Le fameux « roquet » ?
Christine Albanel : Absolument. Mais la formule n’était pas du tout préparée ! (Dans ce débat entre Jacques Chirac et Laurent Fabius, le premier traita le second de roquet, NDLR) A l’époque, il n’y avait pas ces « trucs » de communication, nous ne pensions pas en termes de « punchlines ». Nous préparions des fiches thématiques sur des foules de sujets, que Jacques Chirac mémorisait. Ensuite, chargée de mission à Matignon, j’ai continué à écrire des discours pour lui, tout en prenant en charge une partie des affaires culturelles, les droits de l’homme et les relations avec les cultes, mission que j’ai conservée, de retour à la mairie de Paris en 1988, et après.
Vous êtes l’une des seules femmes dans ce monde très masculin de la politique des années 1980 et 1990 …
Christine Albanel : Il y avait aussi Claude Chirac.
Mais c’est très différent …
Christine Albanel : Oui, c’est un petit peu différent (Rires).
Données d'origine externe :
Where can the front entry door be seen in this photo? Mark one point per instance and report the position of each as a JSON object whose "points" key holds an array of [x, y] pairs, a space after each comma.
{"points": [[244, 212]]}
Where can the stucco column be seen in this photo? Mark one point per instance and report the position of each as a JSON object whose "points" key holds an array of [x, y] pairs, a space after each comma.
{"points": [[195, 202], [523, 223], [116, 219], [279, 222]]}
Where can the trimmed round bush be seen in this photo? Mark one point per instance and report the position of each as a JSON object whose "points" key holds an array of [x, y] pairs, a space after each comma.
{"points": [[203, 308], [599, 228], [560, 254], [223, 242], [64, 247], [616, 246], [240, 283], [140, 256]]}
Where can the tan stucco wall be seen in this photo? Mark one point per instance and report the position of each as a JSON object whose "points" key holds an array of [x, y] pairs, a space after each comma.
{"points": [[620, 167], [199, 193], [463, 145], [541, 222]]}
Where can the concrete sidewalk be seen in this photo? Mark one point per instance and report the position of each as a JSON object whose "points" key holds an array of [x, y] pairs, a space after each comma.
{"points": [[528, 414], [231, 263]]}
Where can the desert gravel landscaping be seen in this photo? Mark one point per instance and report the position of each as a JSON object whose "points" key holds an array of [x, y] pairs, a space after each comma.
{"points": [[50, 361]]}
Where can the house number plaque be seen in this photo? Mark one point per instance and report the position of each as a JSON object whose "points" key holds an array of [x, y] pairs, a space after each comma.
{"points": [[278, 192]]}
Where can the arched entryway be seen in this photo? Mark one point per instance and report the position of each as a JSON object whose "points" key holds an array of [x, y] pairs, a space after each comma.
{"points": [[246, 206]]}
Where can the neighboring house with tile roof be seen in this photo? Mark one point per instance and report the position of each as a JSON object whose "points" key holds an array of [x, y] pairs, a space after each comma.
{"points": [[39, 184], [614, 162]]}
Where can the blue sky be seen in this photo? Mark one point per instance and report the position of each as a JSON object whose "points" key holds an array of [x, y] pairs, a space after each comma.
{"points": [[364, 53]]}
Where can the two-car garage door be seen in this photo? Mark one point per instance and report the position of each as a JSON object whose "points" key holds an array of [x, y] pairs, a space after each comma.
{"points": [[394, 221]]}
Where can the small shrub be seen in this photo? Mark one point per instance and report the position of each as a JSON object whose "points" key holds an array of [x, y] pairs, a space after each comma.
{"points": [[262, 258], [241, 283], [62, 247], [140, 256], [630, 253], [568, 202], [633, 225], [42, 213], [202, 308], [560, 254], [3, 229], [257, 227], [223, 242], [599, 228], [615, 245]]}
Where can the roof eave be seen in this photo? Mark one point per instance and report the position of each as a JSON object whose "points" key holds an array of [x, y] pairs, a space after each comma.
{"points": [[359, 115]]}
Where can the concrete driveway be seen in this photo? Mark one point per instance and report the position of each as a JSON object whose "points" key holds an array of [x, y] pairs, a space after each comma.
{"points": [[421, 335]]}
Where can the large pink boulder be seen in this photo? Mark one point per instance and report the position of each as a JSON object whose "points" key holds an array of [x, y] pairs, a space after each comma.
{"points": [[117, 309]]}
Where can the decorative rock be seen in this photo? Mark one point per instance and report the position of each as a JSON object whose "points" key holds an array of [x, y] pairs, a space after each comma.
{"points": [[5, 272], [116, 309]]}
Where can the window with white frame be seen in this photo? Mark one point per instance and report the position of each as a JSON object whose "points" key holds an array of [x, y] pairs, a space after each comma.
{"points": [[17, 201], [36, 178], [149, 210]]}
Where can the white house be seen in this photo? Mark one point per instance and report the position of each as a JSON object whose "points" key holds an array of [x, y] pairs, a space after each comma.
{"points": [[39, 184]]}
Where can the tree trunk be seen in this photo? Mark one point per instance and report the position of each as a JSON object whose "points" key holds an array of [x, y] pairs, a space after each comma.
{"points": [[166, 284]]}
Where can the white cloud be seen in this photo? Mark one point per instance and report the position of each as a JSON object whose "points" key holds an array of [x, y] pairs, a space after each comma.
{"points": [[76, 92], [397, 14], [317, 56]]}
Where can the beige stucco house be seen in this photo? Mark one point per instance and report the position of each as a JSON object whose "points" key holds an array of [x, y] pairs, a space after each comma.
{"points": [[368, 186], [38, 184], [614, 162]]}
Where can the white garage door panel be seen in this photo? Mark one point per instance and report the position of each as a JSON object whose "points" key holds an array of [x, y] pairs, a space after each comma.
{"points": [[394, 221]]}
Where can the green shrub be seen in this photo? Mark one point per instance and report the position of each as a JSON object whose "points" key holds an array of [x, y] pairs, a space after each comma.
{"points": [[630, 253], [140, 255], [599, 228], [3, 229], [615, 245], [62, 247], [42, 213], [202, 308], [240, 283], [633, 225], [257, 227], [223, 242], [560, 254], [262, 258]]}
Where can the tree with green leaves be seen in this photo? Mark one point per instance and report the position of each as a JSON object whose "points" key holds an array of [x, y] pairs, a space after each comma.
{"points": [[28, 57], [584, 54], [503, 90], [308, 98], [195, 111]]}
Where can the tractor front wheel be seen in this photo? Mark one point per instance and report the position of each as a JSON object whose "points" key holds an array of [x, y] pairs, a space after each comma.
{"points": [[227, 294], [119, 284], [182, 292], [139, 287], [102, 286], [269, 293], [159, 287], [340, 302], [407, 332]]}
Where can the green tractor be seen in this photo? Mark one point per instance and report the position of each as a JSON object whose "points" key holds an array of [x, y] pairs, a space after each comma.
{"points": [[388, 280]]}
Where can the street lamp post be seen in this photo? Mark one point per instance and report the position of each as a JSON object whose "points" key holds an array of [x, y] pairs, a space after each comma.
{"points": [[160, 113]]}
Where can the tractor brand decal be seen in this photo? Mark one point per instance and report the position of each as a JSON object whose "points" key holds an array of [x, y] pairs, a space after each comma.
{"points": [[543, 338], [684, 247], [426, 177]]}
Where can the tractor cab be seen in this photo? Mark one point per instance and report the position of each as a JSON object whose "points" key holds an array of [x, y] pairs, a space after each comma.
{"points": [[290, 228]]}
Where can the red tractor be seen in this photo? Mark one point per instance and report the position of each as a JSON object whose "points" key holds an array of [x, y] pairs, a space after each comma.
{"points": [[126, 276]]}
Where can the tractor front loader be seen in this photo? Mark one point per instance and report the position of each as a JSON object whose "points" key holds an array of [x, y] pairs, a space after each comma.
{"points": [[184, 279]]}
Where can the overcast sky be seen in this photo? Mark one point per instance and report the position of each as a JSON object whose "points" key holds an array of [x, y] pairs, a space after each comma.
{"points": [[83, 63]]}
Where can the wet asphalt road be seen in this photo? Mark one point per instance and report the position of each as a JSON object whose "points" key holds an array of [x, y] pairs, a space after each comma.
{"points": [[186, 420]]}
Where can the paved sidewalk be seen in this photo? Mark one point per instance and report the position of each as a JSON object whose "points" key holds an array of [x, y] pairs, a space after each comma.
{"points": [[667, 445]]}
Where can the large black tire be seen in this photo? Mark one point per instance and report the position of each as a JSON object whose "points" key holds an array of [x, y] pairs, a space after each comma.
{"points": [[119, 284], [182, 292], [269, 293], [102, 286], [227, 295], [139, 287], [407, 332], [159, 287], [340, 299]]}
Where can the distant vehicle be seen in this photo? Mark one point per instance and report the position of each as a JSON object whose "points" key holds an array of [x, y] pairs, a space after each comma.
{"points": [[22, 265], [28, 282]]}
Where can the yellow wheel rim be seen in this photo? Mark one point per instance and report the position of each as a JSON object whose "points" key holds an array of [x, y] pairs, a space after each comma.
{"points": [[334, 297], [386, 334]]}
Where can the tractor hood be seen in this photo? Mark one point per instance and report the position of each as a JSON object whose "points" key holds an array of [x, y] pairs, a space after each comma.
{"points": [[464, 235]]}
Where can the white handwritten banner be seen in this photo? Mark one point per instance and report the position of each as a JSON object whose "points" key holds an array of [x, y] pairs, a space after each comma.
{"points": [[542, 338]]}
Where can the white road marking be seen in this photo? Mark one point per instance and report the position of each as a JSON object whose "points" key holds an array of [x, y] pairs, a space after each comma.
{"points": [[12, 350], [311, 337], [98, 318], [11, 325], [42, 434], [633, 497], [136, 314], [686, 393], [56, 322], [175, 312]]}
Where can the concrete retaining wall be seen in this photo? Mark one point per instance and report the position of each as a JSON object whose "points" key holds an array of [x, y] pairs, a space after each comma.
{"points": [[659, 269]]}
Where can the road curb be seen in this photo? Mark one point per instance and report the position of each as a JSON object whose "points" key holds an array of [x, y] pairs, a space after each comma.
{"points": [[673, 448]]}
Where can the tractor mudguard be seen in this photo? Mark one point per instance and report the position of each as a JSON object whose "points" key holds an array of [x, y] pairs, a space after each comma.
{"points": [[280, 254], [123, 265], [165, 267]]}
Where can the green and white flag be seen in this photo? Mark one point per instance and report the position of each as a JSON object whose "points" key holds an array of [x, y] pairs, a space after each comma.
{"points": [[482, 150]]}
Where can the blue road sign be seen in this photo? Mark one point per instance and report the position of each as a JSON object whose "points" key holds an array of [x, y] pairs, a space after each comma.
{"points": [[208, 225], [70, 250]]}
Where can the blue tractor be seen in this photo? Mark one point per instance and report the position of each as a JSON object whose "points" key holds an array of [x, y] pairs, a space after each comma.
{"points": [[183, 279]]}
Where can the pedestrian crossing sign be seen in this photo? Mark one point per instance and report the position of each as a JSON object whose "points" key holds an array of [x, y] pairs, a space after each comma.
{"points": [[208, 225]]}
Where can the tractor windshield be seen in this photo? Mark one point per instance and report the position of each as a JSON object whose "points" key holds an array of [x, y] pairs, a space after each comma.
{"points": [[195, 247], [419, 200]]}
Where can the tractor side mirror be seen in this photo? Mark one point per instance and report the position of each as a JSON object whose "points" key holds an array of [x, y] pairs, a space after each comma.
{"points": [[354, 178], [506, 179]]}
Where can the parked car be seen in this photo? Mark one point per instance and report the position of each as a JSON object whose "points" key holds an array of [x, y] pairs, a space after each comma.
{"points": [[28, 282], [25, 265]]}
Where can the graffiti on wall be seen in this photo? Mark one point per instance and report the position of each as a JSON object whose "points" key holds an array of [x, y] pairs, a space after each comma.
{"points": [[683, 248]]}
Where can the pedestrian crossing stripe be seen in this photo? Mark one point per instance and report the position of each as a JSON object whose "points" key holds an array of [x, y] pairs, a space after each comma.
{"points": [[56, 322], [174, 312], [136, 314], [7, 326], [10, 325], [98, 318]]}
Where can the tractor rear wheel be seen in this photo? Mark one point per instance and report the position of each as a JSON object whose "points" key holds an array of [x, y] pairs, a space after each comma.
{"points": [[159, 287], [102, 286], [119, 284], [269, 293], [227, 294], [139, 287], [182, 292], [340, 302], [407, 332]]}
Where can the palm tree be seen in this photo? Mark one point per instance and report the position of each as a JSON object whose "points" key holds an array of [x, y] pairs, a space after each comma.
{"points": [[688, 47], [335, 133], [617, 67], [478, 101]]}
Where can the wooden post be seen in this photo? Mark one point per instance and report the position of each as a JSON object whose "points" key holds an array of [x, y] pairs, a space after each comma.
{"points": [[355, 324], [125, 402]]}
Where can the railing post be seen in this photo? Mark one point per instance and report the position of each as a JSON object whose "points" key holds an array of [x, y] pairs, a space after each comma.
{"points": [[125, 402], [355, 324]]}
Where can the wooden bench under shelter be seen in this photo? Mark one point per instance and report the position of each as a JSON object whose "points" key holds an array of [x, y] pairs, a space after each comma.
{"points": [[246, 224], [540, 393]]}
J’avais une relation de confiance avec Jacques Chirac, mais très inégalitaire. Il me tutoyait, tandis que je le vouvoyais. En général, Jacques Chirac avait tendance à tutoyer les jeunes femmes, alors qu’il vouvoyait les jeunes « technos » hommes de son entourage. Une fois, dans une réunion, il m’avait dit : « Qu’est-ce que tu dis, biquette ? », ou quelque chose qui y ressemblait. A la fin de la réunion, je suis allée lui dire qu’il ne pouvait pas me parler comme ça ! Il m’avait répondu, perplexe : « mais pourquoi ? » Je lui avais expliqué : « Mais comment voulez-vous qu’on me prenne au sérieux si vous m’appelez biquette ? » Lui ne voyait pas tellement le problème … Il est vrai que j’avais vingt-sept ans…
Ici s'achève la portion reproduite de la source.